Historia Kasi jest przerażająca, jednak jak sama autorka wspomina, nie zawiera ona wszystkich jej wspomnień, bowiem są one tak straszne i bolesne, że do tej pory nie jest w stanie przelać ich na papier. Mimo to jednak obraz, który przedstawia czytelnikom daje wystarczający wgląd do dramatu jaki przeżywała. Poznajemy losy małej, niewinnej dziewczynki, która przez najbliższe osoby mające ją chronić, została oddana pod opiekę potworowi. Jednak jej krzywda nie skończyła się na latach spędzonych ze swoim oprawcą, wszystko, co nastąpiło później napawa nie mniejszym przerażeniem. Bowiem, kiedy tylko postanowiła walczyć o sprawiedliwość stała się ofiarą mediów, ludzi związanych z kościołem, zajadłych internetowych komentatorów, a także wymiaru prawa.

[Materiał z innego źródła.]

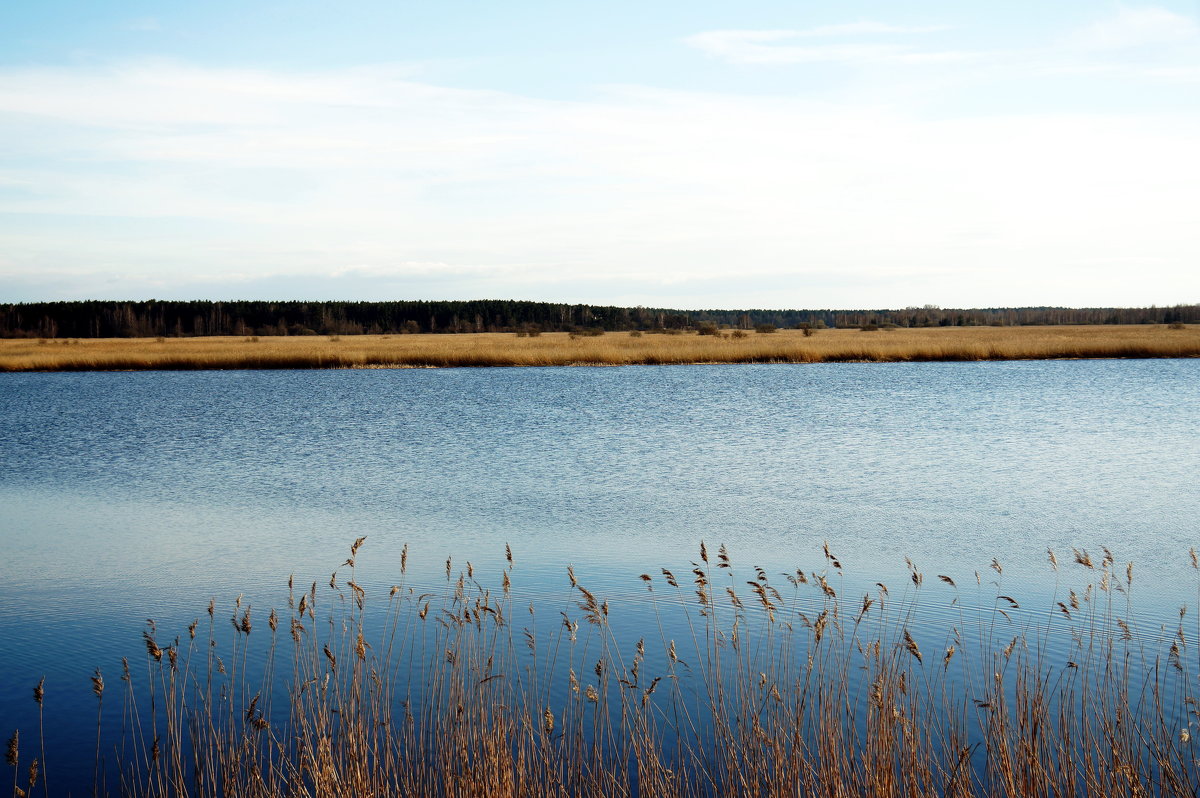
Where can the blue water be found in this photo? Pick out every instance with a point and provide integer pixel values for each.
(133, 496)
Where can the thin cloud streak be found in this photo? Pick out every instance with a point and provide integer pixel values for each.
(221, 180)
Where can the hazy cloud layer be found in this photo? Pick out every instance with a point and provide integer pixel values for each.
(163, 178)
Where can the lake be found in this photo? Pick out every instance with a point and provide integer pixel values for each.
(133, 496)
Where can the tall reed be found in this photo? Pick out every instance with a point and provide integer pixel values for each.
(753, 687)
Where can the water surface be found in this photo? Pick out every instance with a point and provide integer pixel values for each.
(133, 496)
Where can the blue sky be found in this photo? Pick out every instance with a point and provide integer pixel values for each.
(679, 154)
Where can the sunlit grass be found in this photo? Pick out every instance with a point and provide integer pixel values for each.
(753, 687)
(609, 349)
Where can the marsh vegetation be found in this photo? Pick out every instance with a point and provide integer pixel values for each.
(771, 685)
(598, 348)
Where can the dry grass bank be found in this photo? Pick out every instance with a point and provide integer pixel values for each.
(751, 690)
(610, 349)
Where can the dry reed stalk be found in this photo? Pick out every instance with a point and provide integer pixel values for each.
(772, 693)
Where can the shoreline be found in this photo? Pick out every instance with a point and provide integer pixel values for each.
(507, 349)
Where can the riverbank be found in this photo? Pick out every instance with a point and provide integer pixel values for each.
(899, 345)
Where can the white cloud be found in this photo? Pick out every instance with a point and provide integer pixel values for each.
(171, 173)
(779, 47)
(1132, 28)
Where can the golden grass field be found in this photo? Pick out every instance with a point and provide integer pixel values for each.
(802, 689)
(610, 349)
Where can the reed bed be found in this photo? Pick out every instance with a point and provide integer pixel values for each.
(609, 349)
(754, 687)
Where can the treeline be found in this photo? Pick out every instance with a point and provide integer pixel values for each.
(106, 319)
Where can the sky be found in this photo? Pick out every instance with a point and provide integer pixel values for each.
(679, 153)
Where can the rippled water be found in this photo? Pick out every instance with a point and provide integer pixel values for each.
(132, 496)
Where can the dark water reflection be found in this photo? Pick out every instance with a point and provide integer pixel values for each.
(130, 496)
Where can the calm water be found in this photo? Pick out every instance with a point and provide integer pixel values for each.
(132, 496)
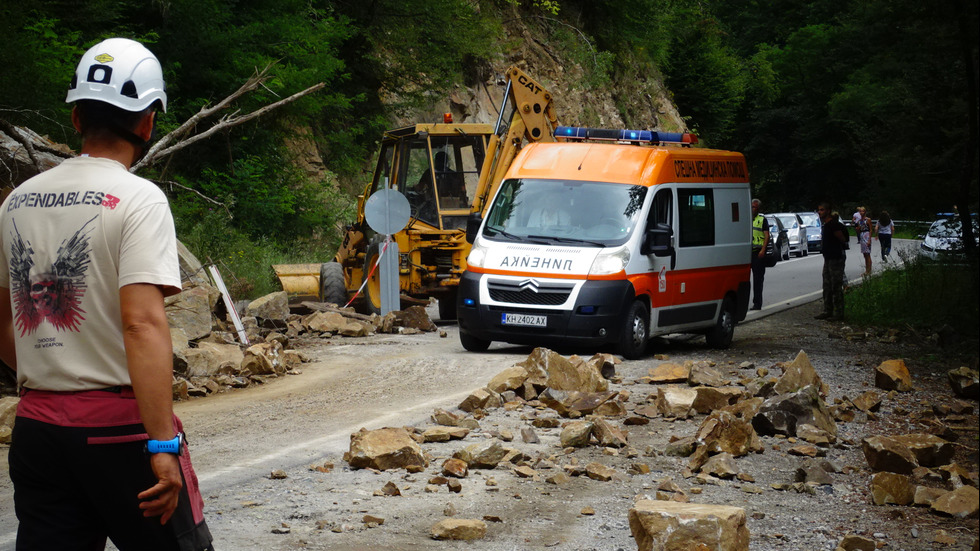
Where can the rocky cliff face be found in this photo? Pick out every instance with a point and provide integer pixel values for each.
(631, 100)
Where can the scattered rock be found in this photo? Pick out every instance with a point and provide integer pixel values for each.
(893, 375)
(891, 488)
(671, 525)
(383, 449)
(960, 503)
(459, 529)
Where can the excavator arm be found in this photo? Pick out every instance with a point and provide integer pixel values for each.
(532, 119)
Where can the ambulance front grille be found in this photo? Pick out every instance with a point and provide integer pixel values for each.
(529, 292)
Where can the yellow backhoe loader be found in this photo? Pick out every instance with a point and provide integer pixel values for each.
(448, 171)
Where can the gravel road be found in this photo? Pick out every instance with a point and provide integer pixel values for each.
(239, 437)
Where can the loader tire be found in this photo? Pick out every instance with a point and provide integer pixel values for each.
(332, 286)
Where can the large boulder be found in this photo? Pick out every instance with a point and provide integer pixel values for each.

Przez lata wykorzystywania nikt z jej środowiska nie pomógł Kasi, nauczyciele, lekarze, pielęgniarki - żaden dorosły nie dał wiary jej rozpaczliwemu wołaniu o pomoc. Słowo dziecka było nic nie warte wobec majestatu osoby duchowej. Na wyjątkową uwagę zasługuje narracja, z której wyłania się niemoc dziecka w ocenie złych czynów, w nazwaniu ich, czy zgłoszeniu. Jest to wyraźne nawiązanie do braku edukacji seksualnej wtedy, jak i dzisiaj. Kasia uwolniła się od swojego kata po dwóch latach, kiedy ten po prostu odstawił dziewczynę z powrotem do domu. Dopiero szkolna pedagog wysłuchała drastycznej historii Kasi, a ta, już jako osoba dorosła, postanowiła walczyć o sprawiedliwość.
Pomimo jej ogromnych starań, nieustannie utrudniano jej powrót do życia. Ciągnący się proces, skandalicznie niski wyrok oraz problemy prawne wiążące się z wypłatą odszkodowania były zaledwie początkiem kolejnych traumatycznych doświadczeń. Po upublicznieniu sprawy, kiedy autorka postanowiła spisać swe wspomnienia na blogu, została wręcz zalana negatywnymi komentarzami. Na temat jej oraz całego procesu wypowiadały się również osoby publiczne, nieustannie podważając prawdę. Siła drzemiąca w osobie, która przeszła piekło, której zarówno dusza, jak i ciało zostały kompletnie zdewastowane, imponuje. Z drugiej strony jej historia pokazuje, jak hermetyczne i nienawistne jest środowisko chroniące duchownych, bez względu na prawomocne wyroki, którymi zostali skazani.